Blob Blame History Raw
			bogofilter TODO list

**** Solaris: /opt/csw - fix system iconv vs. csw iconv. This fails if for
     instance libsqlite3 is taken from /opt/csw --with-libsqlite3-prefix,
     because iconv isn't taken from there.
     This needs a *general* cleanup of prefixes, because those don't
     apply to includes (which probably causes these issues).

**** Documentation: Berkeley DB 4.7, check options (versions for
     existing ones, new options), use a list of versions that require a log
     format upgrade (or DB format or whatever) for simplicity

**** Database (Berkeley DB): Use auto-recover features of Berkeley DB
     4.4+ and give up on our own recovery locking and crash detection.

**** Database (Berkeley DB): Can we use the bulk load feature to our advantage?

**** If insufficient data is present and the default "undecided"
     bogosity is added in -p mode, add also a comment stating that
     bogofilter needs more training first

**** Add a "reservation lock" (fcntl style on separate file) so that a
     writer can prevent new readers from starting, so that busy scoring
     systems don't starve registration processes. (Figure out the
     details to avoid deadlock.)

**** Drop/fix MAXTOKENLEN: where it is an allocation, it must die.
     Where it is a character limit, count characters, not octets, to
     support UTF-8.

**** Database (Berkeley DB): Implement Concurrent Data store, quite
     similar to Transactional.

**** MIME: Make sure that RFC-2047 decoder runs only once, not recursively.

**** MIME: Implement RFC-2046 section 5.2.2 (message/partial reassembly rules,
     Take most headers from enclosing message except Content-*, Subject,
     Message-ID, Encrypted, MIME-Version, which are taken from the
     enclosed message).

**** Reimplement seeking passthrough mode that got dropped on 2003-08-23
     with the switch to bogoreader.*
     http://article.gmane.org/gmane.mail.bogofilter.general/9035 and
     followups. (MID <20041222105734.GA30574@sela.f4n.org>, by "John"
     Subject "Size limit?" on 2004-12-22)
     The fseek() code to determine if the input is seekable got removed
     when the reader moved out of main.c between 1.66 and 1.67 (CVS) and
     has never been in bogoreader.c.

**** New Feature: Token aging. Support for struct data in the wordlists is
     already present.

**** New feature: Token merging, based on delta tokens (Andras Salamon,
     andras@dns.net on bogofilter-dev, 2005-01-25)

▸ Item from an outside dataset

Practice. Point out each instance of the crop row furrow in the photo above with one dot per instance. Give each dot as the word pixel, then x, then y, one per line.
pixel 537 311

**** Two deletes for kmail?  This wouldn't be a patch for bogofilter
     itself, but a change to give kmail delete-as-spam and delete-as-
     nonspam buttons.  Similarly for other MUAs.

**** New Feature: Make it a milter?

**** New Feature: Multiple list file support with weights and rules. Wordlist verfification.
     Eric Seppanen:
     > Allow use of a variable number of list files, each with their
     > own weights and rules.
     > Possible uses:
     > - hand-maintained "whitelist" or "blacklist" files, with massive 
     > weighting to override everything else.
     > - allow users to use system-wide list files and their own files.
     > 
     Shared-database version based on the autodaemon code,
     In the shared-database version (which doesn't yet exist) worldlist
     verification to avoid attacks on posters (thanks, Barry!).
     Emulate the Vipul's Razor reputation scheme for people reporting tokens?
     http://razor.sourceforge.net/

**** What this software is probably heading towards is a scheme in which
     there's a general notion of tagged categories (spam being one) with
     cluster analysis being applied to categorize which categories a
     message belongs to at above 0.9 confidence level.

**** New Feature: Web based tool for wordlist management. Allow message
     registration and whitelist management. HTML Templatized for easy
     integration with existing web mail systems.

**** New Feature: Add support for a user configurable list of headers that 
     should be used to ignore (single or multi-line) headers that appear
     in the list. The list should be used to ignore headers both during
     the message registration and evaluation procedures.